(RSF/IFEX) – A campaign by at least a dozen pro-government news media in Morocco to disparage journalist Ali Lmrabet and accuse him of “treason” over his remarks on Western Sahara is raising concerns for his safety, RSF warns. The smear campaign is focussing on a report on Polisario Front prisoners of war, written by Lmrabet […]
(RSF/IFEX) – A campaign by at least a dozen pro-government news media in Morocco to disparage journalist Ali Lmrabet and accuse him of “treason” over his remarks on Western Sahara is raising concerns for his safety, RSF warns.
The smear campaign is focussing on a report on Polisario Front prisoners of war, written by Lmrabet in November 2004 for the Spanish daily “El Mundo”, and on an interview with Polisario leader Mohamed Abdelaziz that appeared in the Arabic-language weekly “Al Moustakil” in January. The action comes just two weeks after the authorities blocked Lmrabet’s request for a permit to launch a new weekly newspaper.
“Such a campaign has never been seen before in the Arabic and French-language media,” RSF said. “Moroccan readers and viewers are being presented with one statement after another by pro-Moroccan Sahrawi groups without ever getting the viewpoint of the person concerned.”
The organisation added, “Lmrabet is being attacked just for doing his job as an investigative journalist and, apparently, for interviewing the Polisario chief. He did the interview and transcribed what he heard. Everyone should be free to express their viewpoint without having to fear being called a traitor.”

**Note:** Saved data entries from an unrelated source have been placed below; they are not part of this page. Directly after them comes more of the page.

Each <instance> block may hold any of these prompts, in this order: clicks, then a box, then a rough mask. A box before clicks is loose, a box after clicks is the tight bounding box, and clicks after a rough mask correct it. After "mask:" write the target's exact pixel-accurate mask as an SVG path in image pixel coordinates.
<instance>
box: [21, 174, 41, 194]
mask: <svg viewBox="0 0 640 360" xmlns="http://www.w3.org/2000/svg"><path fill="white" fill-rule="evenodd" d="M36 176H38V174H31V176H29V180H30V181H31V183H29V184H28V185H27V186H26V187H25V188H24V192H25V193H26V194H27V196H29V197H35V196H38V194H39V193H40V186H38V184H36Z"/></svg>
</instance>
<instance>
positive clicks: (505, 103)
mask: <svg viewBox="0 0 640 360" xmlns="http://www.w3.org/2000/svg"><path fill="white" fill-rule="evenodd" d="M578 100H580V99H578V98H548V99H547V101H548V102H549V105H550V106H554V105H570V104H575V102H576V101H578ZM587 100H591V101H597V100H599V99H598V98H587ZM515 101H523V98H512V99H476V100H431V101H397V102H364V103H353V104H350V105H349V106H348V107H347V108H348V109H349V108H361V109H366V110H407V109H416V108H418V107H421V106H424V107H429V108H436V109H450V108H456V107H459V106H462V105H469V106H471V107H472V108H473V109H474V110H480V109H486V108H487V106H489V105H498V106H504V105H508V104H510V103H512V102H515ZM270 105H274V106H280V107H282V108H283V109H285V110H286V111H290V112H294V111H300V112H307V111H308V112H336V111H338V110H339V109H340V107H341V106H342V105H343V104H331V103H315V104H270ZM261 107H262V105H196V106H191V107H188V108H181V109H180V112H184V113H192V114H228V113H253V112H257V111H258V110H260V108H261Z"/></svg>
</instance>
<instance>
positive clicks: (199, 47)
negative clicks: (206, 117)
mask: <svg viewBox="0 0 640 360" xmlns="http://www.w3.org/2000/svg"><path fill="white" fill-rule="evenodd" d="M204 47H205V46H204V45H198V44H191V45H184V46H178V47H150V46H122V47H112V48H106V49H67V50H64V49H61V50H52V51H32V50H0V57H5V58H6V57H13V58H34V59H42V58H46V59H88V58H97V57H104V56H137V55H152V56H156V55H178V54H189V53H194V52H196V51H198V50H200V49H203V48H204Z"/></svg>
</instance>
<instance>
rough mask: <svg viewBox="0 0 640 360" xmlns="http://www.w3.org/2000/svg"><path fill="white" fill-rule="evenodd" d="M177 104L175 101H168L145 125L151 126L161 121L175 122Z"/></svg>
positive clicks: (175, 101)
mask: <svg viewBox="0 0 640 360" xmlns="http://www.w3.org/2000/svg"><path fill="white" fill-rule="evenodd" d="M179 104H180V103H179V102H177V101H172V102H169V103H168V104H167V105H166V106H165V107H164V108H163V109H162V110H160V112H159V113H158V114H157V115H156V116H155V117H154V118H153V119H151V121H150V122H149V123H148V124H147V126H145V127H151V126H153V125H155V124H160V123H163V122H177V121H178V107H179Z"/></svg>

On 3 February 2005, several human rights organisations from the southern provinces staged a sit-in outside Parliament, the Communication Ministry and the Moroccan Human Rights Association (Association marocaine des droits humains, AMDH) in Rabat to take issue with Lmrabet for saying the Sahrawi population in Tindouf (in Algeria) enjoyed freedom of movement. The police did not stop the protest although they have violently dispersed anyone else trying to demonstrate outside Parliament for the past five years.
In the course of a week, at least 10 daily newspapers have run the headline “Ali Lmrabet’s Treason” on their front page with the journalist’s photo. Reports about the sit-in were carried by the 2M and RTM television stations. A total of 11 minutes of the evening news programmes on 3 February were given over to the sit-in coverage.
Moroccan Sahara association president Réda Taoujni, who did not take part in the sit-in, told RSF: “We are disgusted by this unseemly affaire. If they want to settle personal scores with Ali Lmrabet, they should leave Western Sahara out of it. Ali Lmrabet is a fervent defender of the principle that the Sahara is Moroccan.”
The winner of the 2003 RSF – Fondation de France Prize, Lmrabet said, “You will never find anything written by me expressing anything other than the view I have always defended, namely a Moroccan Sahara that is not joined to us by force or by money, but by human rights, solidarity, freedom and justice.”
Lmrabet added, “I am for [a] referendum on self-determination, the Baker Plan and, on principle, the inalienable right of a people to determine its own fate. This entire operation against me has been mounted by the Interior Ministry in order to prevent me from relaunching my newspaper, to prevent me from expressing my views about everything to do with public life in my country.”